It seems like any platform that features link aggregation is soon overrun by bots and self-promoters trying to drive traffic, and pages and pages of link posts versus pages and pages of people talking.
Are there any lemmy instances or other defederated networks that focus on Q&A, niche communities, and people conversing, instead?
Many instances have a chat community. Some examples: !chat@beehaw.org !chat@lemmy.one !chat@iusearchlinux.fyi !chat@midwest.social !general@lemmy.today !chat@lemmy.world
I dont mean a chat/conversation-specific community, I mean a collection of communities that are more people interacting than links being posted.
Especially for hobby, parenting, philosophy, politics, technical discussions, etc.
Why does it have to all be on a single instance? Can you not just subscribe to a number of communities that have interests the same as yours?
I noticed that beehaw.org on average has more “normal posts” (not links) than other instances. I found communities there for the topics you are interested in like technology, politics and parenting. It’s not completely link-free, but I’d say there are fewer links than elsewhere. That’s the best I could find on the Fediverse. Maybe someone else has better suggestions.
For hobbies, depends, but there is the general pinned post in !knitting@lemmy.world which list a lot of crafting communities: https://discuss.tchncs.de/post/842186
For parenting: !parenting@lemmy.world
Politics, you should be able to find a lot by searching that word into https://lemmyverse.net/
Finance? !finance@lemmy.ml
The thing is that people tend to post links as you can’t really force people to post if they don’t want to (or if they critical mass isn’t there). I’m guilty of that in the !parenting@lemmy.world for instance, as I don’t have kids yet, I can only but post articles.
The saying is “code is law”. I.e. if the Lemmy software architecture makes it natural to post threads starting with links, then that’s what people will do.
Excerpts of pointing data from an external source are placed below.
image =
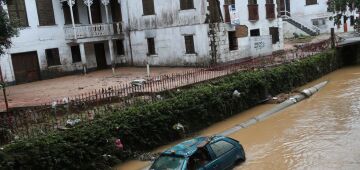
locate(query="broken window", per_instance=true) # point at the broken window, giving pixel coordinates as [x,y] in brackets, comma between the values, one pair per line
[311,2]
[270,9]
[186,4]
[253,10]
[67,13]
[189,44]
[151,46]
[148,7]
[17,12]
[233,44]
[75,53]
[120,47]
[255,32]
[52,57]
[45,12]
[274,32]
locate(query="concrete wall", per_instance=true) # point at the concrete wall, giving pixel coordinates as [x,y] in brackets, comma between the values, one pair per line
[38,38]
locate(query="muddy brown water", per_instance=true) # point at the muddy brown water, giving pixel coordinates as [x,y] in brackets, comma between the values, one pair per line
[322,132]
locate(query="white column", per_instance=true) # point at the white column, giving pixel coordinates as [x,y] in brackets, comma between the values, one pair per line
[71,3]
[106,3]
[111,48]
[88,3]
[83,56]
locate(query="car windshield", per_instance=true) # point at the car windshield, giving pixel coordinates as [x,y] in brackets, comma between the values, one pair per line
[167,162]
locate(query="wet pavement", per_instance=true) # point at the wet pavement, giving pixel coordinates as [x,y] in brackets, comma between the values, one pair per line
[321,132]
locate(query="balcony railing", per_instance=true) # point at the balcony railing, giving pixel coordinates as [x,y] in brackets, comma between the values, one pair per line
[92,31]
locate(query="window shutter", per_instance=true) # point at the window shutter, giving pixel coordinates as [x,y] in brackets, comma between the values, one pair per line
[45,12]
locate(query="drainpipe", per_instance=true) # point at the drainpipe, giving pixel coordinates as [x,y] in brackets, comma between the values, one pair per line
[129,35]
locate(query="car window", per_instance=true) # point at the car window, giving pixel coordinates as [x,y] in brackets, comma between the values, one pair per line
[167,162]
[221,147]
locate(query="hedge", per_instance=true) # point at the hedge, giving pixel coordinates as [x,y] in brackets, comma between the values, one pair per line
[143,127]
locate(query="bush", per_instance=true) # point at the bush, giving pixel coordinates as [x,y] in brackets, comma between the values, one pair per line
[143,127]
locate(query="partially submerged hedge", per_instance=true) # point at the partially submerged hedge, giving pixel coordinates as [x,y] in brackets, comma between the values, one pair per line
[144,127]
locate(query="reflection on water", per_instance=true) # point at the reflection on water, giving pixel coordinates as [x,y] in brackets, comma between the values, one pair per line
[322,132]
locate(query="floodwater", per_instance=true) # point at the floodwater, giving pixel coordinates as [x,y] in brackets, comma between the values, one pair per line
[322,132]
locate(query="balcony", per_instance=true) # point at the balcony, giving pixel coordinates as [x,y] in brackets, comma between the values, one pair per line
[95,31]
[270,11]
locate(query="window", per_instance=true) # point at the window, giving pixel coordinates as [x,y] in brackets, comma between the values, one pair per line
[120,47]
[253,10]
[189,44]
[274,32]
[252,2]
[352,20]
[67,13]
[116,11]
[311,2]
[186,4]
[52,57]
[45,12]
[17,12]
[233,45]
[151,46]
[221,147]
[75,53]
[255,32]
[148,7]
[270,9]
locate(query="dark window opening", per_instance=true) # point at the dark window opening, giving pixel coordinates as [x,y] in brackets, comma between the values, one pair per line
[52,57]
[253,9]
[17,12]
[67,13]
[186,4]
[75,53]
[189,44]
[352,20]
[151,46]
[233,44]
[120,47]
[274,32]
[270,9]
[252,2]
[311,2]
[116,11]
[255,32]
[148,7]
[45,12]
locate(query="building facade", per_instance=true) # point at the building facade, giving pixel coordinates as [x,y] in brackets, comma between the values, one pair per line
[313,16]
[59,37]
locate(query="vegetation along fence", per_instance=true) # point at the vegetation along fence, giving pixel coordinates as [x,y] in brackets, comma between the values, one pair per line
[67,112]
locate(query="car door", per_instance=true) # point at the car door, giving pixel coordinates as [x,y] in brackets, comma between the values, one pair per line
[223,153]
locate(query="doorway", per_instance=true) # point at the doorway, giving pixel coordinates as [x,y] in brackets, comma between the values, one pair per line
[285,7]
[100,55]
[26,67]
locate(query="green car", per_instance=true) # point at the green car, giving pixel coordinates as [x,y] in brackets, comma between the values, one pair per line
[204,153]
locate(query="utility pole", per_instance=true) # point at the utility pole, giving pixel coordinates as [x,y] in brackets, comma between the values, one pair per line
[2,83]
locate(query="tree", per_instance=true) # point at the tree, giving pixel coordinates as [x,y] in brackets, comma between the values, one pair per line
[7,29]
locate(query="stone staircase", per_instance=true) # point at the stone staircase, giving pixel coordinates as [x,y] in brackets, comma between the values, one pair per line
[311,30]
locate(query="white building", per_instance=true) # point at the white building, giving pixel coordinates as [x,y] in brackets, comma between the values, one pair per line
[64,36]
[310,17]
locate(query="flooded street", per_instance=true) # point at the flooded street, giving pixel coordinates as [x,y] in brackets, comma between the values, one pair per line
[322,132]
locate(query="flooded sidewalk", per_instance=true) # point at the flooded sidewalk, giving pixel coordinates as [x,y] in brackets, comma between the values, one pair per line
[53,89]
[321,132]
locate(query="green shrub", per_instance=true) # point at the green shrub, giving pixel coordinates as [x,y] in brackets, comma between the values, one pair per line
[144,127]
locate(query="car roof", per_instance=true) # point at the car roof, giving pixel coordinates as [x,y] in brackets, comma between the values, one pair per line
[189,147]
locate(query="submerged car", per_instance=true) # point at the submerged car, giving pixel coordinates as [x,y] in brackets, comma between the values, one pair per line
[204,153]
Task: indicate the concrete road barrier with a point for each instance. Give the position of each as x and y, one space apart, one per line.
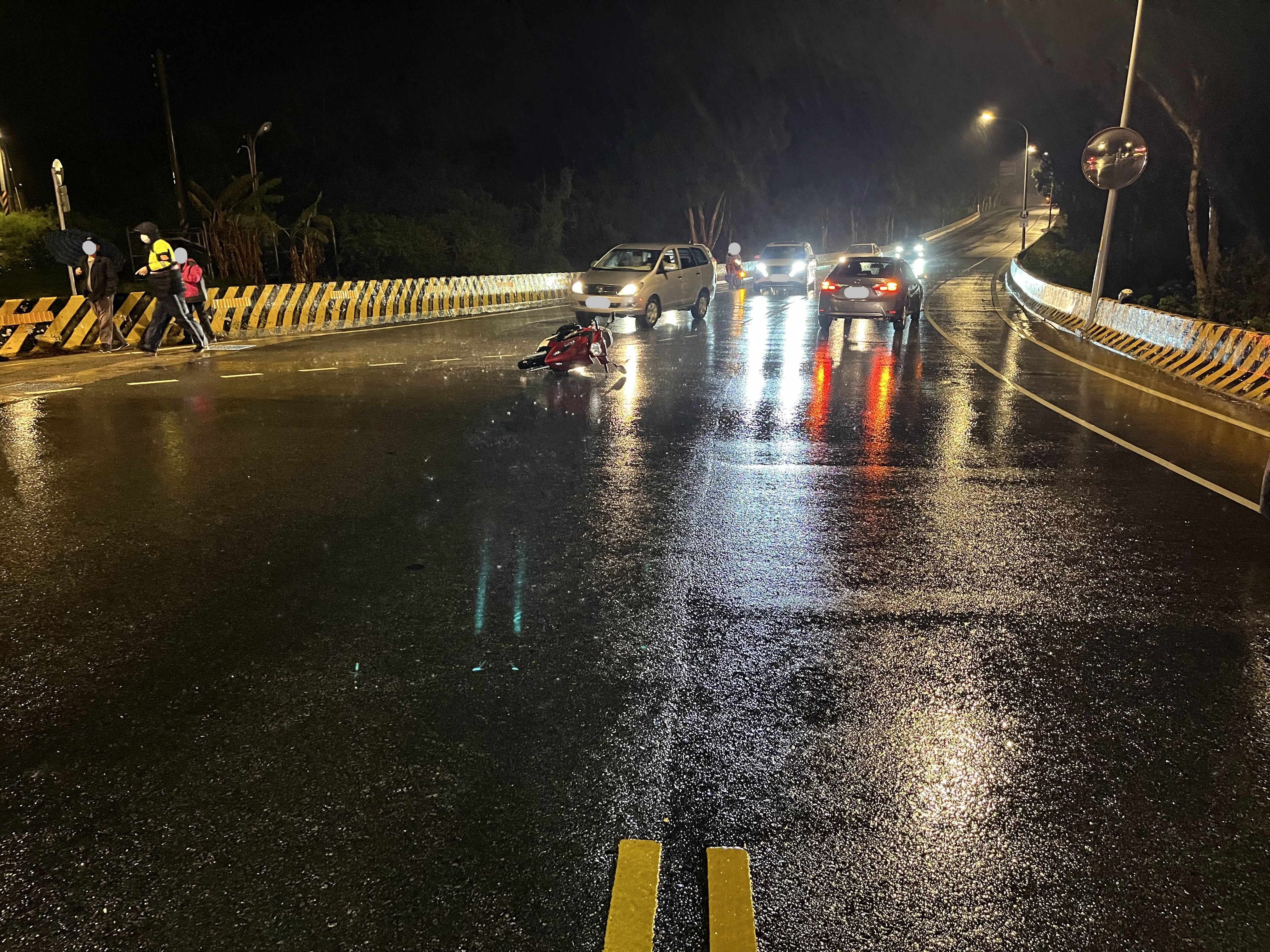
237 313
1217 356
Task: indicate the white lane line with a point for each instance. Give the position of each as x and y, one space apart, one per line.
1094 428
1117 377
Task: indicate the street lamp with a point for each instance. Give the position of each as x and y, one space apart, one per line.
986 117
251 149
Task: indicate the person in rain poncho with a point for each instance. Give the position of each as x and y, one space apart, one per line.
163 277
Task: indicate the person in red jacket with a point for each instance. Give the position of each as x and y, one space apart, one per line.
196 299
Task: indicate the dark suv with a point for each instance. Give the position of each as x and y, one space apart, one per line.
873 287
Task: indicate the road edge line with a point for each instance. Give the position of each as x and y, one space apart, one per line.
1094 428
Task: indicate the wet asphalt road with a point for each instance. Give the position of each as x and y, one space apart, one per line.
392 655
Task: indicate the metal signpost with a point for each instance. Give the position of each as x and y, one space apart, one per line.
64 205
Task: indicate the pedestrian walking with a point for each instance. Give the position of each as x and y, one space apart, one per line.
163 279
101 280
196 294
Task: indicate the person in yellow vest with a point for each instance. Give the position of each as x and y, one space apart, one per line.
163 279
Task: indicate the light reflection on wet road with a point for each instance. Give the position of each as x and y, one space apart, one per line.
393 657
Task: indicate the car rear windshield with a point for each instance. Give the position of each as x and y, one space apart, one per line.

Design the software differently and it will be used differently.
Maybe the instance I’m on is wonky, because I can’t even find those communities - I just get the “top”/”default” type communities ala reddit: technology, news, etc, which are all linked mass media articles.
You might have to click the link twice, sometimes the first time the community isn’t found because you are the first one on your instance to search for it
One link that works: https://lemmy.radio/c/personalfinance@lemmy.ml
Now I think my client (Memmy) is wonky too, because it can’t follow any of these links! Will try the web UI.
Did you manage to figure out what the problem is?